Professor Keeton agrees:
There may be publication to any third person ... It may be made to the defendant’s own agent, employee or officer, even where the defendant is a corporation.

Prosser and Keeton on Torts 798 (5th ed. 1984).

Even if there was a “publication,” Mountain Bell argues that it was privileged because the publisher and the recipient had an interest or duty in the subject, and the communication was made in the performance of that duty. See, Sowell v. IML Freight, Inc., 30 Utah 2d 446, 519 P.2d 884, 885 (1974).

Howcroft points out that the privilege is a conditional one. He says any privilege was destroyed by Mountain Bell’s recklessness in failing to conduct a more thorough investigation into the VISA card incident. “[Reckless conduct may be evidenced in part by failure to investigate thoroughly and verify the facts ... particularly where the material is peculiarly harmful or damaging to the plaintiff’s reputation or good name.]” Babb v. Minder, 806 F.2d 749, 755 (7th Cir.1986).

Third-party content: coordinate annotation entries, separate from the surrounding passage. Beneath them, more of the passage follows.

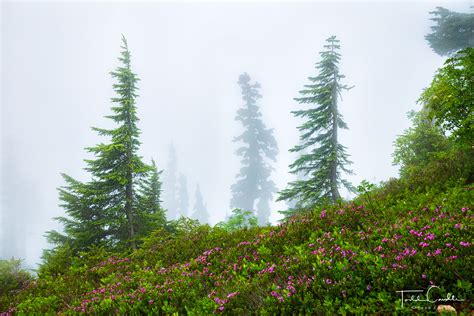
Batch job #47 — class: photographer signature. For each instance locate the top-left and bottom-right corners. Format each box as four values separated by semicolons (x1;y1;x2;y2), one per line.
396;285;464;308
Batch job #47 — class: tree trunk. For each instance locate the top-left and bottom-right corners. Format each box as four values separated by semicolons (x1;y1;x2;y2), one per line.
331;74;341;203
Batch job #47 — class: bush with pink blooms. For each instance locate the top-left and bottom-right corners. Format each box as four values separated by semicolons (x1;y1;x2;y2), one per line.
0;185;474;315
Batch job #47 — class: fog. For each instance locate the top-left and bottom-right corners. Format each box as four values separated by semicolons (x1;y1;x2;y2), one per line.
0;1;469;266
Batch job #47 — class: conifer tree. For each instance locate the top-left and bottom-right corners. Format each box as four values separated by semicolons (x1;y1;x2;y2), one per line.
425;7;474;56
178;173;189;217
136;160;166;236
230;73;278;225
163;144;178;220
278;36;352;207
191;184;209;224
48;36;150;249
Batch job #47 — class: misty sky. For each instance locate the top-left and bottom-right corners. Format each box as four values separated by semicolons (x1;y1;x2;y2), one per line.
0;1;470;264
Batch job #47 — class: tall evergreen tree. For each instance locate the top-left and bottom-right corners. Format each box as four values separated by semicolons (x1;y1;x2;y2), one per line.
191;184;209;224
178;173;189;217
136;160;166;236
278;36;352;207
163;144;178;220
230;73;278;224
425;7;474;56
48;37;150;249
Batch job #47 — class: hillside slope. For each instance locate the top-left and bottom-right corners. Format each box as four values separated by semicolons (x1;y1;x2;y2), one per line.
2;189;474;315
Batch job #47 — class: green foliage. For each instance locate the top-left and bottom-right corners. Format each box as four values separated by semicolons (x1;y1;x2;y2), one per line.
217;208;258;232
230;73;278;225
48;37;164;250
425;7;474;56
278;36;353;207
0;258;32;302
135;160;166;238
0;189;474;315
420;47;474;147
393;111;450;177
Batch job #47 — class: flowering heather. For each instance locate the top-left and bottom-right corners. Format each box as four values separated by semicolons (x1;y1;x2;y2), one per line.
2;200;474;316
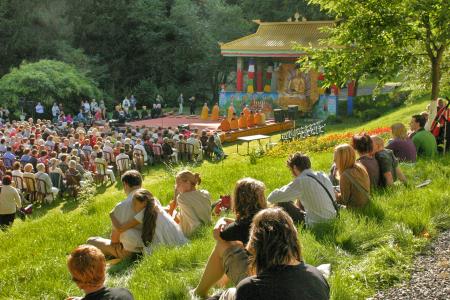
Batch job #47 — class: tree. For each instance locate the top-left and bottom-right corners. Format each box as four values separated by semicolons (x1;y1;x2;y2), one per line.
299;0;450;99
0;60;101;113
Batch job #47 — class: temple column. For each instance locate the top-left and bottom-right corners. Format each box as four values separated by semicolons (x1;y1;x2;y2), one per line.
256;59;263;93
236;57;244;92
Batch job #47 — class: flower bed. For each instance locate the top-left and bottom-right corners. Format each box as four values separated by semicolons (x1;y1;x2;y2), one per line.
267;127;391;157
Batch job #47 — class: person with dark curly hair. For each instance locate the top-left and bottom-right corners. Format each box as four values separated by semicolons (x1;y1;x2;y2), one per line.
235;208;330;300
352;133;381;188
191;178;267;298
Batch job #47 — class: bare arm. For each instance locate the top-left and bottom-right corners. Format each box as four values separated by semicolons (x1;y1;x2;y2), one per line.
383;171;394;186
395;167;408;184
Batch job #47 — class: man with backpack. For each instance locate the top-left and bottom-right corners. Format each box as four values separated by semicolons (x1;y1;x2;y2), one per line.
267;152;338;227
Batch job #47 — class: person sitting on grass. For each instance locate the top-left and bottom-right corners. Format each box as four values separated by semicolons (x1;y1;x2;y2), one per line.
111;189;188;254
191;178;267;297
67;245;134;300
267;152;337;226
386;123;417;163
334;144;370;208
352;133;381;188
169;170;211;236
87;170;142;258
236;208;330;300
371;136;406;187
409;115;437;157
206;135;224;160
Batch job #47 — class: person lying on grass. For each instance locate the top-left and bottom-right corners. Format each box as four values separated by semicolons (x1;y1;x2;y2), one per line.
190;178;267;297
111;189;188;254
168;170;211;236
67;245;134;300
371;135;406;187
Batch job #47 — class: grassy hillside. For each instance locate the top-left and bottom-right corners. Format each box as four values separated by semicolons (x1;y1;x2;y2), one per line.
0;98;450;299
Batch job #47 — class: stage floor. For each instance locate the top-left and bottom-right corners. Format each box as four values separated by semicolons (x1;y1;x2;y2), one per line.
128;116;220;131
127;116;294;142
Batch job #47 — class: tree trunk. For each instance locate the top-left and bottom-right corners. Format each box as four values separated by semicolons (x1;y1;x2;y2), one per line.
431;58;441;101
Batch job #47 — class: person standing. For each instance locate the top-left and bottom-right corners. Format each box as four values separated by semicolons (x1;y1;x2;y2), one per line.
52;102;61;123
189;96;195;115
409;115;437;157
35;102;44;119
178;94;184;115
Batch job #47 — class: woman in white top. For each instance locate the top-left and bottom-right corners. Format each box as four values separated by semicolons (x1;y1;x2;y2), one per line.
0;175;22;230
111;189;188;254
169;170;211;236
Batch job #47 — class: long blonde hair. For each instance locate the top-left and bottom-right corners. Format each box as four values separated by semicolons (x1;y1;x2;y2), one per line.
334;144;356;174
391;123;408;140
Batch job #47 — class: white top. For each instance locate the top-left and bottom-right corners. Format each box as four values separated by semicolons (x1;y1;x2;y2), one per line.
36;104;44;114
0;185;22;215
267;169;336;226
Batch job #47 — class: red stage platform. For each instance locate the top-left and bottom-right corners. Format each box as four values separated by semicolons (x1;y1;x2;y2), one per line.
128;116;294;142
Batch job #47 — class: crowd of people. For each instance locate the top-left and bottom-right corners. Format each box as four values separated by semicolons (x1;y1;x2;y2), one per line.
0;113;225;226
0;97;448;299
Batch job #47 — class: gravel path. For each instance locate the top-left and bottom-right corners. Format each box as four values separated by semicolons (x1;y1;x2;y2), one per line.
371;230;450;300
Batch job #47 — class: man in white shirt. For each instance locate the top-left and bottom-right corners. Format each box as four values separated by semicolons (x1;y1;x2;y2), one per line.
87;170;142;258
52;102;61;122
35;102;44;119
122;97;131;114
267;152;337;227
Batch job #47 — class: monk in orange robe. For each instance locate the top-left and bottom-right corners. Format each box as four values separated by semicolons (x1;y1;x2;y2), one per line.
230;113;239;130
227;105;235;121
238;112;247;129
255;111;261;126
211;103;219;121
242;105;250;118
247;111;255;127
219;118;231;132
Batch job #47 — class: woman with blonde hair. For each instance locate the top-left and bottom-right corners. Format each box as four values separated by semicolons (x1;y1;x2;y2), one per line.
168;170;211;236
334;144;370;208
191;178;267;297
386;123;417;163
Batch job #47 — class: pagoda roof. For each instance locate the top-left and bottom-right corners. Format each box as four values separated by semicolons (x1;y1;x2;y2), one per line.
220;20;335;57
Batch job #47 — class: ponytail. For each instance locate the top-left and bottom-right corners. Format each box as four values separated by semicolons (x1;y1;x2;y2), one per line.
133;189;158;246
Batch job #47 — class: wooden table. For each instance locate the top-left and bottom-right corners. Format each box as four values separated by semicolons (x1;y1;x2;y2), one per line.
236;134;270;155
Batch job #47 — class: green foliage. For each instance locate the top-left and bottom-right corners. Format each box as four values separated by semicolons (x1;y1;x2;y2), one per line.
353;91;409;122
299;0;450;98
0;60;101;115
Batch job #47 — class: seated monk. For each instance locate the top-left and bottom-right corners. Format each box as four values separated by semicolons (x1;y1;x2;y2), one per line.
219;118;231;132
230;113;239;130
211;103;219;121
200;102;209;120
238;112;247;129
255;111;263;125
227;105;235;121
247;111;255;127
260;112;266;125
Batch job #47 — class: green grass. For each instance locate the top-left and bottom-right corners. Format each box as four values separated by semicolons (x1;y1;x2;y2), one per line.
0;102;450;299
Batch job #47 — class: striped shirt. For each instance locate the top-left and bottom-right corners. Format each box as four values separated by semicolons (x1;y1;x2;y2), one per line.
267;169;336;226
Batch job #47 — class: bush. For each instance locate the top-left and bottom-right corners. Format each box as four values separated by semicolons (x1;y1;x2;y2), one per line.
0;60;102;117
353;90;410;122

Because factual issues remain as to whether the privilege was lost through recklessness, Mountain Bell is not entitled to summary judgment on Count XIII.

CONCLUSION

Mountain Bell’s motion for summary judgment is therefore denied as to Count XIII but granted as to Counts I through XII. In addition, Howcroft is granted leave to file a Second Amended Complaint which adds a claim for breach of an implied-in-fact agreement to terminate him only for cause.